We are committed to improving the clarity, rationale, and completeness of our experimental descriptions. We will revisit the statistical tests applied throughout the manuscript and expand the Methods.

(3) The statistics used are unlike any I remember having seen, essentially one big t-test followed by correction for multiple comparisons. I wonder whether this approach is optimal for these nested, high‐dimensional behavioral data. For instance, the authors do not report any formal test of normality. This might be an issue given the often skewed distributions of kinematic variables that are reported. Moreover, each fly contributes many video segments, and each segment results in multiple measurements. By treating every segment as an independent observation, the non‐independence of measurements within the same animal is ignored. I think a linear mixed‐effects model (LMM) or generalized linear mixed model (GLMM) might be more appropriate.

We thank the reviewer for raising this important point regarding the statistical treatment of our segmented behavioral data. Our initial analysis used independent t-tests with Bonferroni correction across behavioral classes and features, which allowed us to identify broad effects. However, we acknowledge that this approach does not account for the nested structure of the data. To address this, we will re-analyze key comparisons using linear mixed-effects models (LMMs) as suggested by the reviewer. This approach will allow us to more appropriately model within-fly variability and test the robustness of our conclusions. We will update the manuscript based on the outcomes of these analyses.

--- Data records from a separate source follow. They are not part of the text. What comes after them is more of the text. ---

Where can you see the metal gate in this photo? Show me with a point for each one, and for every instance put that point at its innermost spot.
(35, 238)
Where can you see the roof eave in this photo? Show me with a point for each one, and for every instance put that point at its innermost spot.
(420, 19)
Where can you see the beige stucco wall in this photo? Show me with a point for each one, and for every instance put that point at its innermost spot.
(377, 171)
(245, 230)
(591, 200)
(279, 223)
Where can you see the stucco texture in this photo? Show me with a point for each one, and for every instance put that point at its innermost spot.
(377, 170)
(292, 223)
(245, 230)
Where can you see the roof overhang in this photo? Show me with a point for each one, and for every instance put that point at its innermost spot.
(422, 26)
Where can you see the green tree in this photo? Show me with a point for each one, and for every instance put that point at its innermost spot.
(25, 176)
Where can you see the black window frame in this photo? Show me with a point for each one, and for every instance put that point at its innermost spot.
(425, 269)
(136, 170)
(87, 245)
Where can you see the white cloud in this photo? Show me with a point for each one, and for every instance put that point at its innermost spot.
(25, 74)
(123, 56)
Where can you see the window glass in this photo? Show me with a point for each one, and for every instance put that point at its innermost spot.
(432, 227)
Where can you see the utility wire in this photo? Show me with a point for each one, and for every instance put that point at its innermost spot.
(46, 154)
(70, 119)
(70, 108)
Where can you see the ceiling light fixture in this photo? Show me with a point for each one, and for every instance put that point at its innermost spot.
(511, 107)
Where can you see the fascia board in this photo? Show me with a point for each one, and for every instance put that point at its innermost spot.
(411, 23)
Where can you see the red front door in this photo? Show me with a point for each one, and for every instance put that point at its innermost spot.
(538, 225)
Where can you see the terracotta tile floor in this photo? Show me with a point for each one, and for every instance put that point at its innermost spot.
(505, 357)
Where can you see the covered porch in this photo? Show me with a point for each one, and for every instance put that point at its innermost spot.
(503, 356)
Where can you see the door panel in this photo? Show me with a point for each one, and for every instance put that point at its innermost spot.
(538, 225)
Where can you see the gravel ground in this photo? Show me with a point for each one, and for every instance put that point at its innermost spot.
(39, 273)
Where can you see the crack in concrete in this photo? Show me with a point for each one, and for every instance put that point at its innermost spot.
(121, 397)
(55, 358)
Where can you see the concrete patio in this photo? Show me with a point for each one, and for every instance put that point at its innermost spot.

(4) The manuscript mentions that legs are used for walking as well as grooming. While this is welcome, the authors then do not discuss the implications of this in sufficient detail. For instance, how should we interpret that pulsed stimulation of a subset of 13A neurons produces grooming and walking behaviours? How does neural control of grooming interact with that of walking?

We do not know how the inhibitory neurons we investigated will affect walking or how circuits for control of grooming and walking might compete. We speculate that overlapping pre-motor circuits may participate in walking and grooming because both behaviors have extension flexion cycles at similar frequencies, but we do not have hard experimental data to support. This would be an interesting area for future research. Here, we focused on the consequences of activating specific 13A/B neurons during grooming because they were identified through a behavioral screen for grooming disruptions, and we had developed high-resolution assays and familiarity with the normal movements in this behavior. We will clarify this rationale in the revised discussion.

(5) The manuscript needs to be proofread and edited as there are inconsistencies in labelling in figures, phrasing errors, missing citations of figures in the text, or citations that are not in the correct order, and referencing errors (examples: 81 and 83 are identical; 94 is missing in text).

We will carefully proofread the manuscript to fix all figure labeling, citation order, and referencing errors.